Well, it is base on TRAMO-SEATS and X12-ARIMA, seeĀ https://github.com/jdemetra/jdemetra-core

It should not be that hard to adapt from Java to C.


On Tue, Nov 16, 2021 at 4:35 PM Sven Schreiber <svetosch@gmx.net> wrote:
Hi,

I'm not usually in the business of needing to do seasonal adjustment
myself, but it seems I will be, and I'm wondering about the following
things about gretl:

- The documentation still mostly talks about X12. This concerns the
contents or menu column on the left of the main web page, the page
http://gretl.sourceforge.net/x12a/x12a.html to which it leads, various
places in the user guide, and also stuff like the $x12a and $x12adir
accessors. Even though I know that x13 works as a drop-in replacement, I
find this situation confusing. Isn't X12 by now really obsolete?

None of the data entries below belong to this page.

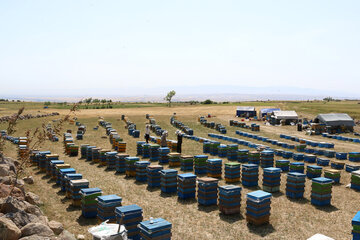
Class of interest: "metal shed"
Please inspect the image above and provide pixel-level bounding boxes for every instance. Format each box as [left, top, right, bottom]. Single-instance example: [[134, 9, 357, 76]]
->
[[314, 113, 355, 133], [236, 107, 256, 117]]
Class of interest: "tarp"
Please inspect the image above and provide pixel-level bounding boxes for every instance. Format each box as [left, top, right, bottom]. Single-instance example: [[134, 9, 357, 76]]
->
[[236, 107, 255, 112], [272, 111, 298, 119], [315, 113, 355, 127], [260, 108, 281, 114]]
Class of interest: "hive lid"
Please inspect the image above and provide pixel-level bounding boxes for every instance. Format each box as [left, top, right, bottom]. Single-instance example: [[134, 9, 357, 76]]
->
[[246, 190, 272, 201], [140, 218, 171, 232], [312, 177, 333, 184], [80, 188, 101, 195], [97, 194, 122, 203]]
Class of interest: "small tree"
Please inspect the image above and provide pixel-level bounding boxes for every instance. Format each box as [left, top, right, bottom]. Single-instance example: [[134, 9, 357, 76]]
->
[[164, 90, 176, 107]]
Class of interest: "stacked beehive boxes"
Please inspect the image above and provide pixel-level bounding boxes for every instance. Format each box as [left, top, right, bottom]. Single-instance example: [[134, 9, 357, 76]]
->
[[306, 165, 322, 179], [194, 155, 208, 175], [225, 162, 241, 183], [260, 150, 274, 168], [311, 177, 333, 206], [97, 195, 122, 223], [139, 218, 171, 240], [70, 179, 89, 206], [263, 167, 281, 193], [290, 162, 305, 173], [237, 149, 249, 163], [219, 185, 241, 215], [168, 153, 181, 167], [180, 155, 194, 171], [324, 169, 341, 183], [249, 151, 260, 165], [150, 144, 160, 162], [115, 204, 143, 240], [135, 161, 150, 182], [246, 190, 272, 226], [160, 169, 178, 193], [350, 170, 360, 191], [80, 188, 102, 218], [125, 157, 140, 177], [115, 153, 129, 173], [146, 165, 163, 187], [206, 159, 222, 178], [177, 173, 196, 199], [197, 177, 219, 206], [286, 172, 306, 199], [241, 164, 259, 187], [275, 159, 290, 172]]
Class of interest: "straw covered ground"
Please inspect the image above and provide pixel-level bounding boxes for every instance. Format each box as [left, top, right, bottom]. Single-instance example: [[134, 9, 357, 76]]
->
[[0, 102, 360, 239]]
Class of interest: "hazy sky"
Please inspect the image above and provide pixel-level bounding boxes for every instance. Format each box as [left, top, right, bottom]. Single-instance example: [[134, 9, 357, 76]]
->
[[0, 0, 360, 95]]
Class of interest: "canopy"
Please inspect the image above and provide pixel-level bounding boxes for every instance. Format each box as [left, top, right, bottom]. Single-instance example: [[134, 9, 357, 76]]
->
[[316, 113, 355, 127], [272, 111, 298, 119]]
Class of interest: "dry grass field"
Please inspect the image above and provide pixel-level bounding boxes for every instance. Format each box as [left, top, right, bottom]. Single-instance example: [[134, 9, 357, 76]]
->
[[0, 103, 360, 239]]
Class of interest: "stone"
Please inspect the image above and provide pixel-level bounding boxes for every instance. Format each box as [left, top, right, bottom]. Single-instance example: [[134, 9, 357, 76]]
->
[[0, 217, 21, 240], [5, 211, 47, 228], [0, 196, 27, 214], [48, 221, 64, 235], [25, 192, 44, 206], [76, 234, 85, 240], [23, 176, 34, 184], [21, 223, 54, 237], [0, 184, 25, 200], [0, 163, 11, 177], [58, 230, 76, 240]]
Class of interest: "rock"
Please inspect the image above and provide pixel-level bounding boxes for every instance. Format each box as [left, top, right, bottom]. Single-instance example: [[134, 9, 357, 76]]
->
[[0, 184, 25, 200], [5, 211, 47, 228], [0, 163, 11, 177], [0, 176, 14, 185], [76, 234, 85, 240], [48, 221, 64, 235], [58, 230, 76, 240], [19, 235, 57, 240], [23, 176, 34, 184], [0, 217, 21, 240], [25, 192, 44, 206], [21, 223, 54, 237], [0, 196, 27, 214]]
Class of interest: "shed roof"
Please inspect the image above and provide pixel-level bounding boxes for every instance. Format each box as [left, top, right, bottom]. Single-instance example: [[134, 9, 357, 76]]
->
[[316, 113, 355, 126], [273, 111, 298, 119], [260, 108, 281, 113], [236, 106, 255, 111]]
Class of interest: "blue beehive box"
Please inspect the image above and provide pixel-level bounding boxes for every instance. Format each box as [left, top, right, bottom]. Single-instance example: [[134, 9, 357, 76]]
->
[[160, 169, 178, 193], [177, 173, 196, 199], [139, 218, 172, 240], [311, 177, 333, 206], [286, 172, 306, 199], [241, 164, 259, 187], [197, 177, 219, 206], [246, 190, 272, 225], [146, 165, 163, 187], [80, 188, 102, 218], [351, 211, 360, 240], [97, 195, 122, 222], [135, 161, 150, 182], [316, 158, 330, 166], [115, 204, 143, 240], [263, 167, 281, 193], [219, 185, 241, 215], [260, 150, 274, 168]]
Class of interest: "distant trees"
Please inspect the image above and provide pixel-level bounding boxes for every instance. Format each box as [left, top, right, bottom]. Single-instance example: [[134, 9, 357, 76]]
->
[[164, 90, 176, 107], [201, 99, 217, 104]]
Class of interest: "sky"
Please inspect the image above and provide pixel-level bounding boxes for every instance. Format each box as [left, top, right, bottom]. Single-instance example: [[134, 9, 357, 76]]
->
[[0, 0, 360, 97]]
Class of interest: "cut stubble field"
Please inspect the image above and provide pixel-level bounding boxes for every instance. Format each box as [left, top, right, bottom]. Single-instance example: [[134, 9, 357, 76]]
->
[[0, 106, 360, 239]]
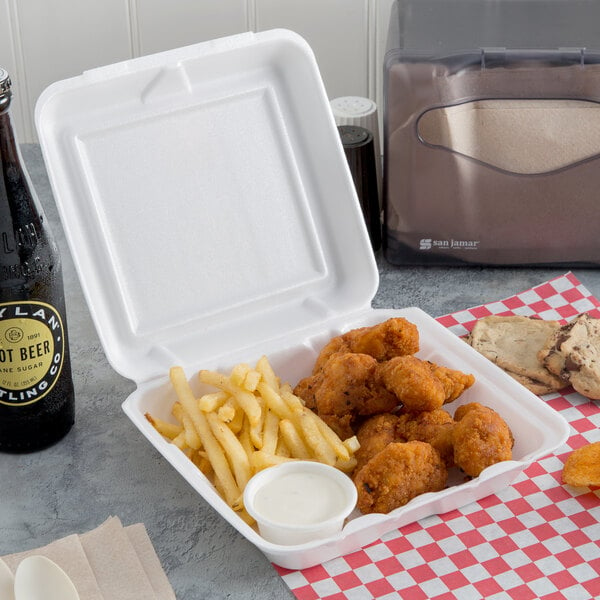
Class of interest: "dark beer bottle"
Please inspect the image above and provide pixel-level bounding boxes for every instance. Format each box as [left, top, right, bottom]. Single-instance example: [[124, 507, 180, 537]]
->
[[0, 68, 74, 452]]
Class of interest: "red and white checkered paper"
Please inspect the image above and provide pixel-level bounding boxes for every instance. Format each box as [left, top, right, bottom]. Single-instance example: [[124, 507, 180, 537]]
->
[[276, 273, 600, 600]]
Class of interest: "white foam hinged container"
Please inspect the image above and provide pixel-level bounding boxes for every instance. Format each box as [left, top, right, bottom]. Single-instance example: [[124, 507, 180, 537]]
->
[[36, 30, 568, 569]]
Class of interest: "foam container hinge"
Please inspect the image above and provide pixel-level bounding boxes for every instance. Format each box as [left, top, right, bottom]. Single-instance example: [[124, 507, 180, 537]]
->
[[35, 30, 568, 569]]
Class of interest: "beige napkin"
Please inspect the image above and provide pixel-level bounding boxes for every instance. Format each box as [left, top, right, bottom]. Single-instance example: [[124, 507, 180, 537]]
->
[[2, 517, 175, 600]]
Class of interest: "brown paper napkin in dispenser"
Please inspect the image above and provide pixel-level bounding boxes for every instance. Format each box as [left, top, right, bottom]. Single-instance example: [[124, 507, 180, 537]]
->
[[2, 517, 175, 600]]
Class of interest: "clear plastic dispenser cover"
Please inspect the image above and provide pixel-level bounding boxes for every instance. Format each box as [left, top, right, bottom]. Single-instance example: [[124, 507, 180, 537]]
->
[[36, 30, 378, 382]]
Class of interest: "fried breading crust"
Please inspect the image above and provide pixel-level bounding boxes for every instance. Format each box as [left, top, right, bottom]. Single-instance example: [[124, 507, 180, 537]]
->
[[354, 442, 448, 513], [378, 356, 475, 412], [313, 317, 419, 374], [395, 408, 455, 467], [453, 402, 514, 477], [294, 352, 398, 439], [354, 413, 406, 473], [562, 442, 600, 487]]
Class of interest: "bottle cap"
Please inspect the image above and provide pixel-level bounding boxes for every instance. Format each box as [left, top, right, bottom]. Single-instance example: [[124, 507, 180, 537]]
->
[[0, 67, 11, 95]]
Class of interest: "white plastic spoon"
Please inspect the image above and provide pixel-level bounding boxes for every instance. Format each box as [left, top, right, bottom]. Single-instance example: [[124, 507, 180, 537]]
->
[[0, 558, 15, 600], [15, 555, 79, 600]]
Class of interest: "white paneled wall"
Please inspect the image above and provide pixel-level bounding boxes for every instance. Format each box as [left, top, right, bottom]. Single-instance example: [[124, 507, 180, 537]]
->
[[0, 0, 393, 142]]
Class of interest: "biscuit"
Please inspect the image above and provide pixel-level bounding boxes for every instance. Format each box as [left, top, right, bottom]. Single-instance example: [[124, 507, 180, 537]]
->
[[467, 315, 568, 395], [538, 313, 600, 400]]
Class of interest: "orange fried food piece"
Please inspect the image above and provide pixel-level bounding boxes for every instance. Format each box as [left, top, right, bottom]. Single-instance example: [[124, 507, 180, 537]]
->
[[562, 442, 600, 487], [429, 362, 475, 404], [313, 317, 419, 373], [308, 352, 398, 439], [378, 356, 446, 412], [294, 372, 323, 411], [396, 408, 455, 467], [379, 356, 475, 412], [354, 442, 448, 513], [453, 402, 514, 477], [354, 413, 405, 473]]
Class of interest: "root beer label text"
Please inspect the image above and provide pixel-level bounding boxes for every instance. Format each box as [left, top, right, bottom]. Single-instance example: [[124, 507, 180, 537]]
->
[[0, 301, 64, 406]]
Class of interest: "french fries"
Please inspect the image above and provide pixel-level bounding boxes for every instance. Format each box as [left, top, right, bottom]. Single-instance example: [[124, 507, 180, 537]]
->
[[146, 356, 359, 521]]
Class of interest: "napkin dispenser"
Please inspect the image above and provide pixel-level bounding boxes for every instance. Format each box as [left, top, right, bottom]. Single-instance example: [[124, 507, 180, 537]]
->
[[384, 0, 600, 267]]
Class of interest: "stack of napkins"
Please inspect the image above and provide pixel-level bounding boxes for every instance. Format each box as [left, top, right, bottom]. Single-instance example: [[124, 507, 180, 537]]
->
[[2, 517, 175, 600]]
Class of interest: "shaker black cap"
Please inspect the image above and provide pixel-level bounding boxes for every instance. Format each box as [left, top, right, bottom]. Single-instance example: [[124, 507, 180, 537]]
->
[[0, 67, 12, 95], [338, 125, 373, 148], [338, 125, 381, 250]]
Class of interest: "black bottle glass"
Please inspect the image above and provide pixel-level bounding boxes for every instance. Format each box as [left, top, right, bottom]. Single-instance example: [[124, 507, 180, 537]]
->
[[0, 68, 74, 452]]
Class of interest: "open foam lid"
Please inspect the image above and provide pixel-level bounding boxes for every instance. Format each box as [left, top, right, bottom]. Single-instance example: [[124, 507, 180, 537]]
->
[[36, 30, 378, 382]]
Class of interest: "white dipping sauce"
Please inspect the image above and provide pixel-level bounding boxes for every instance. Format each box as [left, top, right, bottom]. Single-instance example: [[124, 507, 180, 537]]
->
[[254, 471, 347, 525]]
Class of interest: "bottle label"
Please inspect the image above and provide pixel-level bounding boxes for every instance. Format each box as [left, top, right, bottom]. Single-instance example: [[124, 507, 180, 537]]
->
[[0, 300, 65, 406]]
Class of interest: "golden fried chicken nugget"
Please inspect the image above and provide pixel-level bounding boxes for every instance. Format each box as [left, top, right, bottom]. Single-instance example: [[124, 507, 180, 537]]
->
[[313, 317, 419, 374], [562, 442, 600, 487], [354, 442, 448, 513], [310, 352, 398, 439], [396, 408, 455, 467], [453, 402, 514, 477], [354, 413, 406, 473], [429, 362, 475, 404], [378, 356, 446, 412]]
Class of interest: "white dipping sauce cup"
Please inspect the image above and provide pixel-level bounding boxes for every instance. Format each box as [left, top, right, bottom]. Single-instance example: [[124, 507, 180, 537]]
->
[[244, 460, 357, 545]]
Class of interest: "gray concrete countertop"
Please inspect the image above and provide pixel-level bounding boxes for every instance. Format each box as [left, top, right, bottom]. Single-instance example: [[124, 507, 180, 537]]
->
[[0, 145, 600, 600]]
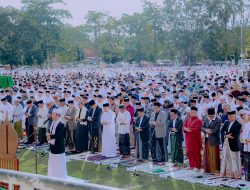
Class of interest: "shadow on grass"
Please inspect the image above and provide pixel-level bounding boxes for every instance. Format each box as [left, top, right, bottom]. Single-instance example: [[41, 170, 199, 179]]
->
[[18, 150, 233, 190]]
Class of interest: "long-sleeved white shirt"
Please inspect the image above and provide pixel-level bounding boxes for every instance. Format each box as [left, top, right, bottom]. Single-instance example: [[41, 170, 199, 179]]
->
[[116, 110, 131, 134], [242, 122, 250, 152], [13, 104, 24, 122], [37, 108, 48, 128]]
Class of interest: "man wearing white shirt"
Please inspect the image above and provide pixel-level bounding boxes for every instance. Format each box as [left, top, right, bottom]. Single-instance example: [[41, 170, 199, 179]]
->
[[13, 99, 24, 139], [101, 103, 116, 157], [46, 109, 67, 179], [0, 97, 13, 121], [37, 100, 49, 145], [116, 104, 131, 158]]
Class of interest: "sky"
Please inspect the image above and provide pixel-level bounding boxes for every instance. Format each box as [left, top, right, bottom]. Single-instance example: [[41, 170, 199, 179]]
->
[[0, 0, 163, 26]]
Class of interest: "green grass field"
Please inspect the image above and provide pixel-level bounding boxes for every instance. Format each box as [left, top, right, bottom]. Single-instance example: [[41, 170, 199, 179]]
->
[[18, 150, 232, 190]]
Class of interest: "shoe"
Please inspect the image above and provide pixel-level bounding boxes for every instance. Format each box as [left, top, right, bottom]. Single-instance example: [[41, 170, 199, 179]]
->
[[36, 143, 43, 146]]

- AFAICS, there is no hansl scripting way to actually call X13 and get
its output, is there? When I use the GUI to invoke X13, I find no trace
of that in the command log.

- For a couple of years now, the open-source software JDemetra+ is the
official thing to do seasonal adjustment in Europe.
(https://github.com/jdemetra) Unfortunately, as the name suggests, it is
Java-based. There is an official R wrapper. I guess it should be
feasible to write a hansl wrapper for the R wrapper as a function
package, which sounds more complicated than it would be, I think. Of
course, the core still runs on Java, which therefore needs to be installed.